Like touching an electric fence without crying
the officer tells me too calmly to speak up,
he can’t hear the address I’ve just given him.
There is an earthquake
racking my body and I don’t know why,
the van is stopped a block and a half behind me
hazards blinking like hell’s gate,
there are children in the backseat, I hear.
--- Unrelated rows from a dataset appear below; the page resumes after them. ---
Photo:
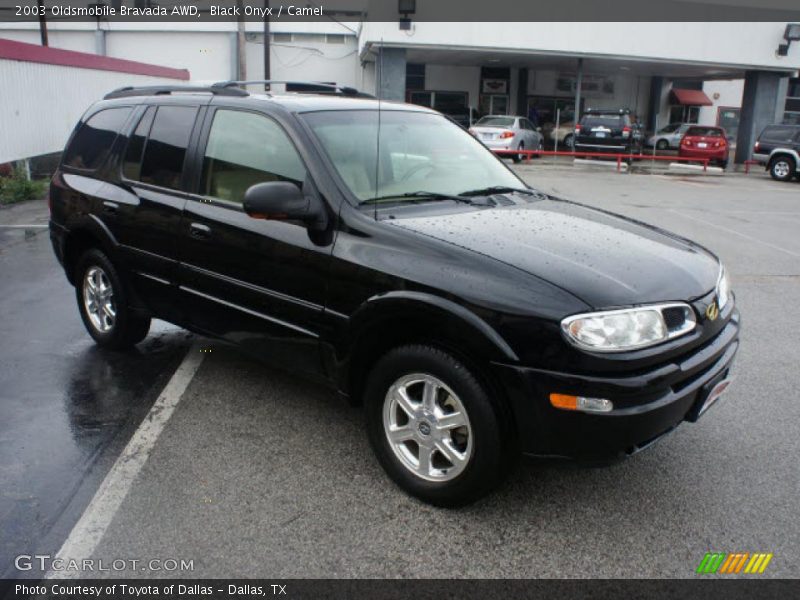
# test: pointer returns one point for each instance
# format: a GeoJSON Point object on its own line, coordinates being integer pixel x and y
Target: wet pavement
{"type": "Point", "coordinates": [260, 473]}
{"type": "Point", "coordinates": [66, 407]}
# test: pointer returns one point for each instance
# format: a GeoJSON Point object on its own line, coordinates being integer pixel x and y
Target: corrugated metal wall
{"type": "Point", "coordinates": [40, 104]}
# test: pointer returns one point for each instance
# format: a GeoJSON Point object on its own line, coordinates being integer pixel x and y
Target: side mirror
{"type": "Point", "coordinates": [284, 201]}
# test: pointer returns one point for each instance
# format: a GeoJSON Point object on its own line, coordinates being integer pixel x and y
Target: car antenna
{"type": "Point", "coordinates": [378, 133]}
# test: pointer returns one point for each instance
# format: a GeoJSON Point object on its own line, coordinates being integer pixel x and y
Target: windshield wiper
{"type": "Point", "coordinates": [418, 196]}
{"type": "Point", "coordinates": [497, 189]}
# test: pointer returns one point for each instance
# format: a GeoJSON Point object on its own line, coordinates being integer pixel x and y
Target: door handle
{"type": "Point", "coordinates": [200, 231]}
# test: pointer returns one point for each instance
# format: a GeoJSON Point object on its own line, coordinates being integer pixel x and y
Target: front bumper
{"type": "Point", "coordinates": [647, 404]}
{"type": "Point", "coordinates": [711, 154]}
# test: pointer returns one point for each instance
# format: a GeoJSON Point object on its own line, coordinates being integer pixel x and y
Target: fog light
{"type": "Point", "coordinates": [581, 403]}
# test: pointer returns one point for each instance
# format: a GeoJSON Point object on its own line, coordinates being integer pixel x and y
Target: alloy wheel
{"type": "Point", "coordinates": [98, 299]}
{"type": "Point", "coordinates": [427, 427]}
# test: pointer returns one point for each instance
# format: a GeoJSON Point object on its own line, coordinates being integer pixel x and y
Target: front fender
{"type": "Point", "coordinates": [399, 317]}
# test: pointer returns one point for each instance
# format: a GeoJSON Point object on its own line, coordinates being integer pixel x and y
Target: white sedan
{"type": "Point", "coordinates": [501, 132]}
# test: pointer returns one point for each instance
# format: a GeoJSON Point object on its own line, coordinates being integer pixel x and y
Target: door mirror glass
{"type": "Point", "coordinates": [284, 201]}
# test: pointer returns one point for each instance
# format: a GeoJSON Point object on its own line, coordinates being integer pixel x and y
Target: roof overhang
{"type": "Point", "coordinates": [544, 60]}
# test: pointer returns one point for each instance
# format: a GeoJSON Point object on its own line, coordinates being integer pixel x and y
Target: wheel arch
{"type": "Point", "coordinates": [784, 152]}
{"type": "Point", "coordinates": [84, 234]}
{"type": "Point", "coordinates": [393, 319]}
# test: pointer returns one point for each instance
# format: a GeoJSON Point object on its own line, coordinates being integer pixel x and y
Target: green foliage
{"type": "Point", "coordinates": [18, 188]}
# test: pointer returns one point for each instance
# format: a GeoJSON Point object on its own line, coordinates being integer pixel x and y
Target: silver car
{"type": "Point", "coordinates": [501, 132]}
{"type": "Point", "coordinates": [669, 137]}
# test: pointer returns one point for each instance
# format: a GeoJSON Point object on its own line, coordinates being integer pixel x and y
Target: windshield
{"type": "Point", "coordinates": [495, 122]}
{"type": "Point", "coordinates": [418, 152]}
{"type": "Point", "coordinates": [603, 121]}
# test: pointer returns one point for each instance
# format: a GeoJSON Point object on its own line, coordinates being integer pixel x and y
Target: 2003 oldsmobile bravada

My suburban-raised instinct tells me that
like the rabbit I am
it’s safer to walk on by,
but the phone in my hand doesn’t make me
a Good Samaritan,
I just wanted to be able
to sleep that night
the driver’s seat is clutching the woman, but barely
I choose not to listen to what they both are saying,
but silently wonder if
he had ever sent her flowers,
if she ever gently kissed him on the forehead,
I always imagined that dialing 911
would feel much more like strength
than these bricks on my chest
it’s in every word they yell
that I can’t quite block out,
a passerby made of stronger mettle than I
calls him disrespectful,
he replies like a wolf
interrupted while eating
that disrespectful means nothing
because she is his wife,
“Do you see any weapons, ma’am?”
I should have said yes
From here, rage looks like land mines
beneath the car-seats I can’t see
but know are there
the way I know my shadow in the midnight
it’s in the way that none of them cry
while she yells at a stranger
to call the police,
it’s been eternity fifteen minutes long
the officer is still asking me
how old and how tall they are,
what color their van is,
I tear my throat open not screaming,
come see for yourself,
my friends are standing at the intersection
not sure if they should watch
the way I feel like a hypocrite
every winter I watch snow fall
we never see the police arrive,
never hear the sirens promising safety
when it was done shaking me,
the adrenaline rested
at the bottom of my stomach
and the ceiling of my spinal cord,
even when I began
speaking with the law enforcement,
he could see only
something in front of him to be tamed
I bet she wore a wedding dress once,
I bet they used to say I love you
like promising safety to a bookshelf
in a burning building,
from a block and a half away,
her hair smells like an incinerator
there are melted letters
smoking on his fingertips
I don’t know who is holding the keys right now
who is feeling like the alpha
at this particular standstill
but the children are still not crying,
and the sirens
haven’t even started their empty promises yet.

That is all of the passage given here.